Grand Canyon - Approaching Skeleton Point

IV. Skeleton Point

I am sympathetic to any hiker who goes farther down the Grand Canyon than they intended. It's hard to turn back. Every step, it seems, brings fresh wonders into view.

And, of course, going down, you can quickly cover a lot of ground. After Cedar Ridge the trail proceeds in a straight line past O'Neill Butte, all the way to Skeleton Point without a switchback—the maximum distance the park recommends for day hikers.

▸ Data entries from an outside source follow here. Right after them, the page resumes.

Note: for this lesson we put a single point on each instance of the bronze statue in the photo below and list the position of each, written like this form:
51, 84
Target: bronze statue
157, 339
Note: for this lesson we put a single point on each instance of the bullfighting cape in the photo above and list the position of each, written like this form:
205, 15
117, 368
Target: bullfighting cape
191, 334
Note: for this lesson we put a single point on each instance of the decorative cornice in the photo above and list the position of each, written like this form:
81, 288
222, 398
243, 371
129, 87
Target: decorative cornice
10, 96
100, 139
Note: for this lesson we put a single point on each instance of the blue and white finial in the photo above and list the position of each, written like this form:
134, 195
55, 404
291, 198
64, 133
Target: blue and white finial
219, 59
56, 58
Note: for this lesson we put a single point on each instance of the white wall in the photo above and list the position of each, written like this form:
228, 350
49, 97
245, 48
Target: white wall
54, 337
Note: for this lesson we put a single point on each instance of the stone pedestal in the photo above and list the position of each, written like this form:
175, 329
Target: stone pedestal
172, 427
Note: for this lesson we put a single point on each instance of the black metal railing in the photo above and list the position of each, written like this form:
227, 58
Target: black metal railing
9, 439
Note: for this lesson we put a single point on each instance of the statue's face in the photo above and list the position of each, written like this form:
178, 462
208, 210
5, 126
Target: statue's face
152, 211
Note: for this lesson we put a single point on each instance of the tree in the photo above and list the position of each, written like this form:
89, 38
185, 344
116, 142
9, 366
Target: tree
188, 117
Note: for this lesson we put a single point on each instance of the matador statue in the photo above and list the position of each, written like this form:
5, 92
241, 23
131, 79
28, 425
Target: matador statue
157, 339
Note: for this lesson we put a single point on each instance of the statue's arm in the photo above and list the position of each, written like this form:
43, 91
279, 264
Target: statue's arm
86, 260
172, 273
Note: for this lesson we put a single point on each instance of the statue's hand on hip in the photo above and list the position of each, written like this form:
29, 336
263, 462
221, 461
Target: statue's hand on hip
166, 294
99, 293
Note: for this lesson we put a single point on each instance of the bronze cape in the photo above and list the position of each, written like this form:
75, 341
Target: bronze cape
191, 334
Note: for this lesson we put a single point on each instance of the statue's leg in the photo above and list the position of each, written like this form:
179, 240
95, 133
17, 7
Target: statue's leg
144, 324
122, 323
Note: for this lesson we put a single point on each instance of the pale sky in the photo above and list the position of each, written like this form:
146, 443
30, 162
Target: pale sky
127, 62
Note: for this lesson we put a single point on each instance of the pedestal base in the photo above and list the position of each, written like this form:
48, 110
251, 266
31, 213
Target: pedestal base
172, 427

Grand Canyon - O'Neill Butte

Approaching O'Neill Butte

Grand Canyon - South Kaibab Trail & Tonto Plateau

Coming Attractions

Grand Canyon - South Kaibab Trail Switchbacks

Switchbacks Ahead

Grand Canyon - Tonto Plateau

Looking North: Tonto Plateau

Grand Canyon - Yaki Point

Yaki Point & O'Neill Butte

Grand Canyon - Skeleton Point

Skeleton Point

Past Cedar Point the few other day hikers I've been leapfrogging gradually turn back, leaving me feeling as if I'm the only person in the canyon today.

This sense of solitude might be hard to imagine for those who've only experienced the busyness of the South Rim and Grand Canyon Village, but the canyon is a big place.

Get far enough into it, even on one of the main corridor trails like the South Kaibab, and soon enough you'll find yourself entirely alone.

Though the trail between Cedar Ridge and Skeleton Point runs straight, I can see an extended section of switchbacks ahead. Soon, enough, we'll be losing elevation again.

Here on this last flat section before the drop to the Tonto Plateau, the ridge offers another round of stirring views, including a dropoff-overlook to the north.

I stop to scout my return route. In the distance I can just make out the thin line of the trail to Plateau Point, an overlook near the Bright Angel Trail. In this moment, the scale of my planned loop hits home.

Behind me now is O'Neill Butte, and far beyond that, the lofty summit of Yaki Point and the rim. Already, I feel a long way down, though I'm still not even halfway to the river.

No doubt about it: this is an intimidating hike.

The last bit before Skeleton Point is a flat plain that seems to hang over the rest of the canyon. It would be easy to mistake this section for the Tonto Plateau, but in fact the Tonto is still another thousand vertical feet down.

I put my camera on a rock and snap a shot of myself.

One of the the things that is lost to visitors on the rim is the true depth and breadth of the canyon.

Seen from the rim, the perspective tends to flatten. But when you begin hiking down into the Grand Canyon, you quickly come to realize that the Canyon is actually a vast, three-dimensional space. Thus I find myself now on a large, flat plain that feels much like a valley floor. And below this tier is the even-larger expanse of the Tonto Plateau, which is perched itself above the Canyon's Inner Gorge and Colorado River.

Hiking the Canyon, you develop a physical sense of the topography, seeing it not merely as a great hole in the ground, but rather a dizzying labyrinth of soaring buttes, plunging ridges, and yes even broad, flat regions like the one I'm presently traveling. What is perhaps most striking is the way these disparate zones abut each other, transitioning with jarring abruptness from one plane to another.

And so it is when I reach the alarmingly-named Skeleton Point. Here, the flats end in an impressive dropoff atop the Grand Canyon's Redwall Limestone layer. A hitching post for mule trains and a small wooden sign complete the amenities at this pit stop. Below, the trail aggressively descends through the Redwall's sheer cliffs.